Le piège marketing : beaucoup de pré-workouts affichent « citrulline » dans leur composition mais à seulement 1 à 2 g par dose. Effet ergogénique mesurable : zéro. Le mot « citrulline » sur l’étiquette ne signifie rien tant qu’on n’a pas le dosage par scoop.
Stack maison vs blend prêt : le calcul prix-performance
Voici un calcul concret pour décider entre acheter un pré-workout formulé ou se faire un stack maison.
Stack maison pour 1 dose efficace :
- 300 mg caféine anhydre (3 c. café) : ~0,15 €
- 3,2 g bêta-alanine en poudre : ~0,35 €
- 6 g citrulline malate en poudre : ~0,80 €
- 1 g L-tyrosine (focus cognitif optionnel) : ~0,15 €
- Total : ~1,45 € la dose
Pré-workout du marché bien dosé :
- Range moyen 1,30 à 2,20 € la dose (30 doses à 40-65 €/pot)

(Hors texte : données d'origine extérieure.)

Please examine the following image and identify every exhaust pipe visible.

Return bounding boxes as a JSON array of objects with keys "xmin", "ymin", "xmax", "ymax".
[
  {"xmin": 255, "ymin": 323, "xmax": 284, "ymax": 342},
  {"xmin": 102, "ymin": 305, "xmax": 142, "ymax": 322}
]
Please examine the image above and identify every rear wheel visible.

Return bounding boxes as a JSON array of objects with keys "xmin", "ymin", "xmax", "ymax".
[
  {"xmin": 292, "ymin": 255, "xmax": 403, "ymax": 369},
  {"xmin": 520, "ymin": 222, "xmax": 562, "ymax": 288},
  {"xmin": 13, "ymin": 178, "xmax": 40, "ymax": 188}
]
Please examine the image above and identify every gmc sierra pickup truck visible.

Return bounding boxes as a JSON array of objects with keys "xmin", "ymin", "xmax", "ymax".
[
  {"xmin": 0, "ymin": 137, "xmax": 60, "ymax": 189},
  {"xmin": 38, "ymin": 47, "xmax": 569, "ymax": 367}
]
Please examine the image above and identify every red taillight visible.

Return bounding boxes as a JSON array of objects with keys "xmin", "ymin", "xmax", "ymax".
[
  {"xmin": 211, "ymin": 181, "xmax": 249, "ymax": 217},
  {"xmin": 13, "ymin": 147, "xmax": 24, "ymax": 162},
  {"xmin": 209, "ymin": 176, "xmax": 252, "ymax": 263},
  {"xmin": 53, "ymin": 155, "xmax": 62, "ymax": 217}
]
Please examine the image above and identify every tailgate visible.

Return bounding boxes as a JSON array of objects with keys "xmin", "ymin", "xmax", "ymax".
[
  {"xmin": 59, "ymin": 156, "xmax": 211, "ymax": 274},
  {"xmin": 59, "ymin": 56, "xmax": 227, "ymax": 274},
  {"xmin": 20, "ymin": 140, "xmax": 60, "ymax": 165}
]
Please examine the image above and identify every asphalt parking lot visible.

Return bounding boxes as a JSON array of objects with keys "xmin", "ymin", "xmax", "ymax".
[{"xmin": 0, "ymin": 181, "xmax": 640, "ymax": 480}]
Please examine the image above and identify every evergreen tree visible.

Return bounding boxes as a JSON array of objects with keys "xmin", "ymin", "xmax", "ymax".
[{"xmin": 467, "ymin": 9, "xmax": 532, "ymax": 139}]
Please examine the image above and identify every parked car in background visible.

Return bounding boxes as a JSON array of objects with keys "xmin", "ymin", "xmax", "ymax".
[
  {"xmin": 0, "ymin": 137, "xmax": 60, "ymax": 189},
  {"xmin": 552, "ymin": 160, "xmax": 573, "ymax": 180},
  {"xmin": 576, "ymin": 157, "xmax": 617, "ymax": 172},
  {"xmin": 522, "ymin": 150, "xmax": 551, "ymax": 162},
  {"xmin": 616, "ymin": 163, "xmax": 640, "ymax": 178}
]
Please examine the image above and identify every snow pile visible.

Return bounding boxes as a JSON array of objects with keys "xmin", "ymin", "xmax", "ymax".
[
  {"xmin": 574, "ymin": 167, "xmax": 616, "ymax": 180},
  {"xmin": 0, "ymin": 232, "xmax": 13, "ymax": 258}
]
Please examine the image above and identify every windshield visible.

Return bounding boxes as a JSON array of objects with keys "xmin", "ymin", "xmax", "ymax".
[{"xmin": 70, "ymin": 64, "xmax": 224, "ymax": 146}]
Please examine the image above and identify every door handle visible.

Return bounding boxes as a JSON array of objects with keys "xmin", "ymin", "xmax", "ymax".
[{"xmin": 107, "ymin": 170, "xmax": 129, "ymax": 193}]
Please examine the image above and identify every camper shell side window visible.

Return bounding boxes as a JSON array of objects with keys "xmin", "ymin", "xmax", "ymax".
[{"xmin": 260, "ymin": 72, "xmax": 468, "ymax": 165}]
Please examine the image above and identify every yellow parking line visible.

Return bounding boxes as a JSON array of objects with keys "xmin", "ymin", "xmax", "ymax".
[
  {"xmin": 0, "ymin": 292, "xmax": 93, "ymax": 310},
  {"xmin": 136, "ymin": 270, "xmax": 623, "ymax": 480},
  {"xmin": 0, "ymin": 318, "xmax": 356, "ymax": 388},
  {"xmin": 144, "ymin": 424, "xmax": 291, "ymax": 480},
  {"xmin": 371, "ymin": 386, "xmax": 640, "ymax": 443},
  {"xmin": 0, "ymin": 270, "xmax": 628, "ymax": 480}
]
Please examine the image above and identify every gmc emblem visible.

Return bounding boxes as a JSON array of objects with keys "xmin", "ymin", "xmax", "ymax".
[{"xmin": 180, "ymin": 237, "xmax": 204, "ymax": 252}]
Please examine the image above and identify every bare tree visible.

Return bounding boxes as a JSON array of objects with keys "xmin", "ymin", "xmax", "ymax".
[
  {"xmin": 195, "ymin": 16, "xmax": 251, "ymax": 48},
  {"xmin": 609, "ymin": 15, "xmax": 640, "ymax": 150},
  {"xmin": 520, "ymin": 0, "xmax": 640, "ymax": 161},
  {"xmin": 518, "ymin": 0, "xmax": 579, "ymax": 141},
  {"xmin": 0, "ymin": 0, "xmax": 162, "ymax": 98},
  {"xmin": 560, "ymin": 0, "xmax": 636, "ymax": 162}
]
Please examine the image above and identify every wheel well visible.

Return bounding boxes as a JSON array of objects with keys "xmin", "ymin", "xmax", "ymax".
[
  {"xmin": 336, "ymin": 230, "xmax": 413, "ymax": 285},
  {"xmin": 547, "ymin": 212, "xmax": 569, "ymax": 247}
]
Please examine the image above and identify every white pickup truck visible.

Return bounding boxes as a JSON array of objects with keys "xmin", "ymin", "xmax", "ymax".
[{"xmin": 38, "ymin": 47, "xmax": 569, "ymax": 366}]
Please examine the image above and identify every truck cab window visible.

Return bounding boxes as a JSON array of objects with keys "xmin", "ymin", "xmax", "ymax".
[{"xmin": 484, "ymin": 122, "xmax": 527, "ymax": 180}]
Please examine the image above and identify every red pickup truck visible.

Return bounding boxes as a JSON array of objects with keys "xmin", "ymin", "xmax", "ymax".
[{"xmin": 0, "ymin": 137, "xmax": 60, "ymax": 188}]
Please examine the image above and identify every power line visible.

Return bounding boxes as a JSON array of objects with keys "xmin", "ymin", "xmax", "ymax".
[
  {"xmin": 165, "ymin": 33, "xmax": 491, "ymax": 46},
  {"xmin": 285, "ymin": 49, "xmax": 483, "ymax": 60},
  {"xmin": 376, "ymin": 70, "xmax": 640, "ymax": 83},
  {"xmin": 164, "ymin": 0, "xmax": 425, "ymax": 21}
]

Pré-workout sous-dosé du marché :
- 0,80 à 1,10 € la dose mais composition inefficace
Verdict : économiquement, le stack maison est légèrement moins cher (10 à 30 %) qu’un pré-workout bien dosé du marché. L’avantage du pré-workout formulé est la praticité (un seul scoop vs 3-4 mesurettes) et la saveur. Si vous ne vous compliquez pas la vie en cuisine et que votre marque est rigoureuse sur les dosages, le pré-workout formulé est rentable. Si vous voulez optimiser au gramme près et n’avez aucun problème à mélanger 4 poudres, le stack maison gagne.
Comment vérifier sur l’étiquette si votre pré-workout est dosé
Trois vérifications avant achat :
D’abord, la caféine par scoop doit être affichée en mg. Sinon, c’est mauvais signe (la marque cache souvent un sous-dosage).
Ensuite, la bêta-alanine doit être au minimum à 3 g par dose. Si « 1 200 mg » ou « 1,5 g », passez votre chemin, vous achetez de l’eau.
Enfin, la citrulline doit être à 5-7 g minimum. Si « 1 000 mg » ou « 2 000 mg », même verdict. Ne payez pas pour du marketing.
Drapeaux rouges supplémentaires : « blend propriétaire » sans détail des dosages (illégal en pratique mais existant), DMAA ou DMHA (substances bannies WADA, à éviter absolument), plus de 12 actifs (signe que chaque actif est sous-dosé pour rentrer dans le pot).
Non-stim : le pré-workout sans caféine
Un mot rapide sur les pré-workouts « non-stim » (sans stimulants) : la citrulline + bêta-alanine + arginine + glycérol suffisent pour produire un « pump » et améliorer l’endurance, sans les effets caféine. Utile pour les entraînements le soir tardif, ou si vous êtes sensible aux stimulants. Cible 6-8 g citrulline + 3,2 g bêta-alanine + 5 g glycérol comme socle minimum.
Le pré-workout est l’un des suppléments les plus simples à évaluer objectivement : trois actifs principaux, trois seuils précis, étiquette à lire en 30 secondes. Pas de zone grise, pas de marketing flou. Si votre marque actuelle ne respecte pas les dosages ci-dessus, vous payez surtout l’emballage.